In the 13 years that have passed between then and now, many animated films that were as good as or better than Best Picture nominees have come and gone. In 2019, for example, the 91st Academy Awards presented their top statue to what is arguably one of the worst nominees ever, Green Book. Not only that, but Bohemian Rhapsody, another lacklustre film, was vying for the same award. That same year, Spider-Man Into the Spider-Verse made a splash with its groundbreaking character design, disruptive animation style, and superb storytelling to only get one nomination in the usual category. Moreover, in 2022, Flee, a heart-wrenching, beautiful, animated documentary got three nominations for Best Animated Feature, Best Documentary Feature, and Best International Film, and yet it failed to get one for Best Picture. Since Parasite swept the Oscars in 2020, international films have been gaining momentum (two, Anatomy of a Fall and The Zone of Interest, are nominated in 2024), which seems like progress, but the Academy’s efforts to be inclusive and varied stop the moment an animated film enters the fray. At the 96th Academy Awards, Spider-Man: Across the Spider-Verse and The Boy and the Heron will not only miss out on a Best Picture nomination that would solidify their importance to a watching global audience, but their other achievements in score, production design, visual effects and sound will not be recognised either. There’s still a long way to go.
For better or worse, the Oscars do give cinema a small period in the spotlight, and they do give films and the people who work on them a sense of legitimacy, artistically. By snubbing animation time and time again, the Academy’s message has seemed loud and clear for almost a century now: they don’t see it as a legitimate medium worthy of recognition.

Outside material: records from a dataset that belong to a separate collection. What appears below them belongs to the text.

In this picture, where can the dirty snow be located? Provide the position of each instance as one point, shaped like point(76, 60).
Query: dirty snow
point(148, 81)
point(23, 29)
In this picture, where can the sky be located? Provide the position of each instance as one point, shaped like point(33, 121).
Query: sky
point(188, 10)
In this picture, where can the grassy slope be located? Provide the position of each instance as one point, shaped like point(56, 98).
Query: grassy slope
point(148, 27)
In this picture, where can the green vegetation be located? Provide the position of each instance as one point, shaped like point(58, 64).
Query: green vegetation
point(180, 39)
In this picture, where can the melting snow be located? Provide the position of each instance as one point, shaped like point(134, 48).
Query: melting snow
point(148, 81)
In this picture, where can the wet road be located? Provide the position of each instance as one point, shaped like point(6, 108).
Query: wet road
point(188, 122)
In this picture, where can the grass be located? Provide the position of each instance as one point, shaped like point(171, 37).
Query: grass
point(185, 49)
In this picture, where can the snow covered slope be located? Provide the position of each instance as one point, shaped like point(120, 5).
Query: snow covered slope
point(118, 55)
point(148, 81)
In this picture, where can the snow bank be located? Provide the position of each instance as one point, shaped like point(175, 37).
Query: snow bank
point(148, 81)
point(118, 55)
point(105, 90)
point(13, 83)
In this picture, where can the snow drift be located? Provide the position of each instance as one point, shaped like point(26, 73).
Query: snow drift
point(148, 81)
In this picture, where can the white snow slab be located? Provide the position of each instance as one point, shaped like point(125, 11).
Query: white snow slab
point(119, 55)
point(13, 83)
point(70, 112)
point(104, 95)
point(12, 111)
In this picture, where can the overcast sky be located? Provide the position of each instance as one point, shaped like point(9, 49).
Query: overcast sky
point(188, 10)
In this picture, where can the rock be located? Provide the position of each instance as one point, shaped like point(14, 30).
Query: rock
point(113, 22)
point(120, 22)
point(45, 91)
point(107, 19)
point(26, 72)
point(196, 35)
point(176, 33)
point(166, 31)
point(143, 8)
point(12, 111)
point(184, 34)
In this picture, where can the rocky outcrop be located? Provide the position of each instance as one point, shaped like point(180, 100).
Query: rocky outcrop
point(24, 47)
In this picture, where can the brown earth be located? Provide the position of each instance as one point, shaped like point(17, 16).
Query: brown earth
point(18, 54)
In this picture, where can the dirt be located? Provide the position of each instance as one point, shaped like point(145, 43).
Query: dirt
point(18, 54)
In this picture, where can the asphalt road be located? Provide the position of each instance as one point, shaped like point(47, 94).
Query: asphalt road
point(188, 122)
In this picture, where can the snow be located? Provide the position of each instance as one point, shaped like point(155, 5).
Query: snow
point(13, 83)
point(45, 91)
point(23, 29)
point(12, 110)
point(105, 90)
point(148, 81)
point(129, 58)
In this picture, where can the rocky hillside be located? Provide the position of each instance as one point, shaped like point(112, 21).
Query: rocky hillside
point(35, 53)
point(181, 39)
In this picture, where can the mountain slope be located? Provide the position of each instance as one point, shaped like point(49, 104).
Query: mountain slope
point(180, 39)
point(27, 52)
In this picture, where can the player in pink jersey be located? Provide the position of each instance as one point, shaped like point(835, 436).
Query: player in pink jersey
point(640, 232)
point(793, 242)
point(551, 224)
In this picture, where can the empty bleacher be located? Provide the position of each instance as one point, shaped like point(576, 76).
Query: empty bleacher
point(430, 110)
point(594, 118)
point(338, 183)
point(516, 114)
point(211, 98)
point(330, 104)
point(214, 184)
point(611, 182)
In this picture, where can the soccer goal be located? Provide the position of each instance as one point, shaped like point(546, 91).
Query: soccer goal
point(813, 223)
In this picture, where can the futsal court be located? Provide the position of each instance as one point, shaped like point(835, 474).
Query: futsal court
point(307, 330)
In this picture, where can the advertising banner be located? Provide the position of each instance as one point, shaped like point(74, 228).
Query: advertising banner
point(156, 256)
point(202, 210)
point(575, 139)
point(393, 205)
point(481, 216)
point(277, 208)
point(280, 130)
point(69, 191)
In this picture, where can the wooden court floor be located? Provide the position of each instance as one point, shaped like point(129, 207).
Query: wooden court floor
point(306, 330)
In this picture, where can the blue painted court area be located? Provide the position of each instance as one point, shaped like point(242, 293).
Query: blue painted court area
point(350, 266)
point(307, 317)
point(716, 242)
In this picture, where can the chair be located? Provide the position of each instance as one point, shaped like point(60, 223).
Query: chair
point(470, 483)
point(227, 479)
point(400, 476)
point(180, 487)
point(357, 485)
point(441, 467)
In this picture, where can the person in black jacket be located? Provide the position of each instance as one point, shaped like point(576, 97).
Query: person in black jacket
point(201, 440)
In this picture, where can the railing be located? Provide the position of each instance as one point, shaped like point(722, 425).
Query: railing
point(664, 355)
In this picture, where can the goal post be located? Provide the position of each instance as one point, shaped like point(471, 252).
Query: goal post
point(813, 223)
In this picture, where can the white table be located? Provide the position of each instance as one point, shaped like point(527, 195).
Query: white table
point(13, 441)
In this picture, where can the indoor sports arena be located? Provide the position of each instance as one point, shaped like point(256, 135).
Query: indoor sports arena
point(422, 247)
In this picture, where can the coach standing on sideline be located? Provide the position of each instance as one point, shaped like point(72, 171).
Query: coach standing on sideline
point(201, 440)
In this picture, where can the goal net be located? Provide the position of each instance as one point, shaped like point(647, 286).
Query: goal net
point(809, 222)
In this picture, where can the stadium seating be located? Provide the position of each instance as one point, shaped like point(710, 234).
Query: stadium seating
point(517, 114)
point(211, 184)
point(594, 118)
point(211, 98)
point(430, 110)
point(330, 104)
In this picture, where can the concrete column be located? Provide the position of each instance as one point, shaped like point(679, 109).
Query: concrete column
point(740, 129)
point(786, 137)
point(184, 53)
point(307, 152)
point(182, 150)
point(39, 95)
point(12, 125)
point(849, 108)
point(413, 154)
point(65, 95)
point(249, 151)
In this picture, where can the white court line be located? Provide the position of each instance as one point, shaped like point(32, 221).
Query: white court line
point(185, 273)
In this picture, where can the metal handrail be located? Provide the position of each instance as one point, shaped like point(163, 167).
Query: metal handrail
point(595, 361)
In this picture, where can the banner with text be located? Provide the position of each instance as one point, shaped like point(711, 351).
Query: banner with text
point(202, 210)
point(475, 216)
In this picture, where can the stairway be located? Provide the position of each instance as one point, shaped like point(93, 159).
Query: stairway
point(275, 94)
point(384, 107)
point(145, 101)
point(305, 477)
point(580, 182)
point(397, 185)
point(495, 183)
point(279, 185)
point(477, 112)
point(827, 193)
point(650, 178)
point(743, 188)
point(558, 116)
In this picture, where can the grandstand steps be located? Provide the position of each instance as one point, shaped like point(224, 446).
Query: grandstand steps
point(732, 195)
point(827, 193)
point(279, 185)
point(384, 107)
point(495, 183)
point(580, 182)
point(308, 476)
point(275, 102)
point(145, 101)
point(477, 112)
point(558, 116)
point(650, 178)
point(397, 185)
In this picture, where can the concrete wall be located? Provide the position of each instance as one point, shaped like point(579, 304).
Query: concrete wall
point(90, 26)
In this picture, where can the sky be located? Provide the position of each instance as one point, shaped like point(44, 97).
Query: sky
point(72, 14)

That attitude affects the people that work tirelessly to bring these films to life – artists and craftspeople and storytellers and dreamers, who usually have to deal with poor working conditions, job insecurity, and abusive executives who see them as northing more than cogs in a machine.
An Academy recognition won’t fix all of animation’s problems, but it could be a first step to recognising a medium that gifts us beauty and imagination in spades year on year, that brings their companies billions of dollars, and offers us memories that last a lifetime. Every year, The Academy of Motion Picture Arts and Sciences has a chance to fix that. Let’s hope they don’t fail again next year.